Expected timeline: Initial gut comfort improvements by week 2-3 (reduced bloating, improved digestion); noticeable symptom resolution by week 6-8; significant mucosal healing by week 10-12.
Protocol C: General Tissue Repair & Recovery
Duration: 8-10 weeks Injection dose: 250-500mcg once daily Oral dose: 750mcg once daily Frequency: 5 days per week (with 2 rest days) Rest week: Every 4 weeks, take full week off
Rationale: This balanced approach works for users seeking broad regenerative benefits without specific acute injury.
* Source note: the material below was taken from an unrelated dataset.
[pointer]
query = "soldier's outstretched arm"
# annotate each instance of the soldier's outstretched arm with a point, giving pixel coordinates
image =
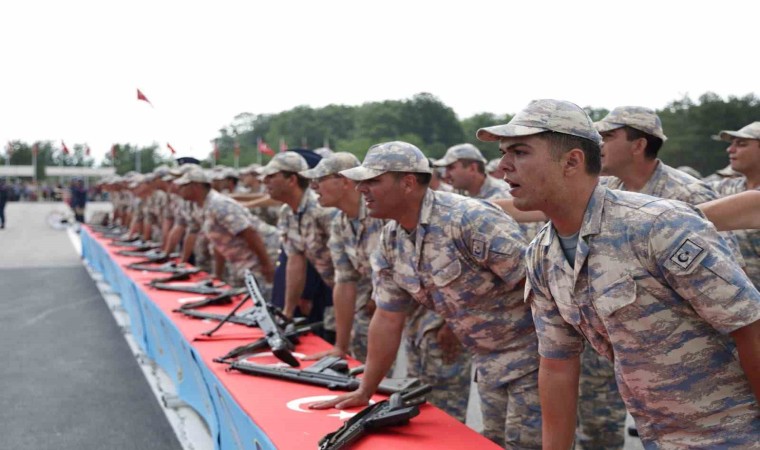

The 5-day-on/2-day-off structure prevents adaptation while maintaining steady therapeutic levels.
Expected timeline: Subjective recovery improvements by week 3-4; functional gains by week 6-8; consolidated healing by cycle end.
Protocol D: Joint Health Maintenance
Duration: 10-12 weeks Injection dose: 250mcg once daily Oral dose: 500-750mcg once daily Frequency: 4-5 days per week (with 2-3 rest days) Rest week: Every 4 weeks, take full week off
Rationale: Joint health benefits from consistent but moderate dosing. The lower frequency prevents oversaturation while allowing steady collagen synthesis and angiogenesis in joint tissues.
Expected timeline: Joint mobility improvements by week 4-6; pain reduction by week 6-8; structural improvements by week 12.
How to Administer Step-by-Step
Injectable Administration (Subcutaneous)
- Prepare: Wash hands thoroughly. Gather syringe, needle, alcohol swab, and reconstituted BPC-157
- Sterilize: Wipe injection site (abdomen, thigh, or shoulder) with alcohol swab in circular motion. Wait 30 seconds for alcohol to dry completely
- Load: Draw appropriate dose (250-500mcg) into insulin syringe
- Inject: Pinch skin gently, insert needle at 45-90 degree angle approximately ½ inch deep. Push plunger slowly over 3-5 seconds
- Withdraw: Withdraw needle in same direction it entered. Apply gentle pressure with fresh alcohol swab
- Rotate: Vary injection sites daily to prevent localized irritation (use rotation: left abdomen, right abdomen, left thigh, right thigh, repeat)
Optimal timing: Inject 30-60 minutes before meals for maximum absorption. Morning injection preferred for consistency.
Oral Administration
- Capsule form: Take with water on empty stomach or with light meal (if nausea occurs). Take 30-60 minutes before food for best absorption
- Powder form: Mix with small amount of water or juice. Swallow immediately. Do not mix with hot beverages (heat degrades peptide)
- Consistency: Take at same time daily (morning preferred)
Note: Oral bioavailability is lower than injection (approximately 10-15% reaches systemic circulation), so oral doses are 2-3x higher than injection doses.